-
Notifications
You must be signed in to change notification settings - Fork 3.9k
Closed
Labels
Description
Hi,
I do experience migration issues from 3.5.4 to 3.7.4 on windows environment.
I did prepare windows docker containers to ease the reproduction of the issue. We experience the same issue on windows virtual machines.
How to reproduce
- setup your machine name to: rmq (it's easier in the Container than on real windows machines)
- start rabbitmq 3.5.4 (OTP 18.3) instance
- stop the broker
- start rabbitmq 3.7.4 (OTP 20.0) instance using the same RABBITMQ_BASE folder
- migration failed with message:
BOOT FAILED
===========
Error description:
init:do_boot/3 line 793
init:start_em/1 line 1085
rabbit:start_it/1 line 445
rabbit:'-boot/0-fun-0-'/0 line 296
rabbit_upgrade:run_mnesia_upgrades/2 line 155
rabbit_upgrade:die/2 line 209
io:format(<0.56.0>, "\n\n****\n\nCluster upgrade needed but other disc nodes shut down after this one.\nPlease first star...", [])
error:badarg
Log file(s) (may contain more information):
c:/rmq-data/log/RABBIT~1.LOG
c:/rmq-data/log/rabbit@rmq_upgrade.log
{"init terminating in do_boot",badarg}
init terminating in do_boot (badarg)
Crash dump is being written to: c:\rmq-data\log\erl_crash.dump...done
investigations done
-
it looks like cluster membership is case sensitive
- when I start 3.5.4 instance the content of nodes_running_at_shutdown is: [rabbit@RMQ]. (look the uppercase)
- when I do the failing upgrade, the content of the same file is: [rabbit@RMQ,rabbit@rmq].
-
from what I read in the code:
- in 3.5.4, in scripts/rabbitmq-env.bat : https://github.com/rabbitmq/rabbitmq-server/blame/v3.5.x/scripts/rabbitmq-env.bat
if "!RABBITMQ_NODENAME!"=="" (
if "!NODENAME!"=="" (
set RABBITMQ_NODENAME=rabbit@!COMPUTERNAME!
) else (
set RABBITMQ_NODENAME=!NODENAME!
)
)
in the default case, rabbitmq will generate rabbit@COMPUTERNAME (all in uppercase)

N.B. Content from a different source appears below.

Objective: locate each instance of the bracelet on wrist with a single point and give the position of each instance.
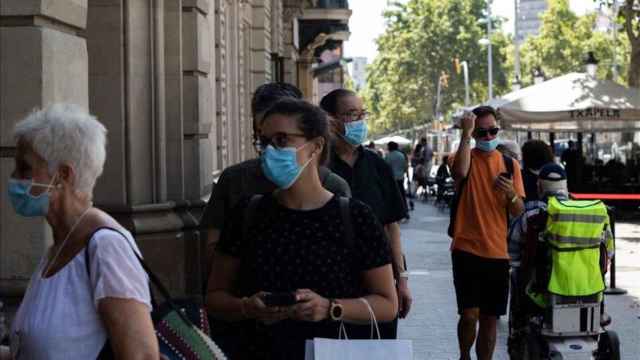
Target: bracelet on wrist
(243, 309)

- in 3.7.4, same script: https://github.com/rabbitmq/rabbitmq-server/blob/v3.7.x/scripts/rabbitmq-env.bat
if "!RABBITMQ_NODENAME!"=="" (
if "!NODENAME!"=="" (
REM We use Erlang to query the local hostname because
REM !COMPUTERNAME! and Erlang may return different results.
REM Start erl with -sname to make sure epmd is started.
call "%ERLANG_HOME%\bin\erl.exe" -A0 -noinput -boot start_clean -sname rabbit-prelaunch-epmd -eval "init:stop()." >nul 2>&1
for /f "delims=" %%F in ('call "%ERLANG_HOME%\bin\erl.exe" -A0 -noinput -boot start_clean -eval "net_kernel:start([list_to_atom(""rabbit-gethostname-"" ++ os:getpid()), %NAMETYPE%]), [_, H] = string:tokens(atom_to_list(node()), ""@""), io:format(""~s~n"", [H]), init:stop()."') do @set HOSTNAME=%%F
set RABBITMQ_NODENAME=rabbit@!HOSTNAME!
set HOSTNAME=
) else (
set RABBITMQ_NODENAME=!NODENAME!
)
)
And here rabbitmq generates rabbit@hostname where hostname has the same value as cmd hostname
Workaround
- delete db folder (not really possible)
- manually set the RABBITMQ_NODENAME environment variable
- rename the machine with everything as capital letters
How to reproduce with windows docker containers
DockerHub images are built from this repository: https://github.com/gsx-solutions/rmq-win
docker volume create rmq-data
docker run --rm -h rmq -v rmq-data:c:\rmq-data -ti gsxsolutions/rmq:3.5.4
docker run --rm -h rmq -v rmq-data:c:\rmq-data -ti gsxsolutions/rmq:3.7.4
Then you can just use -h RMQ to make it working.
Thank you for your work and support.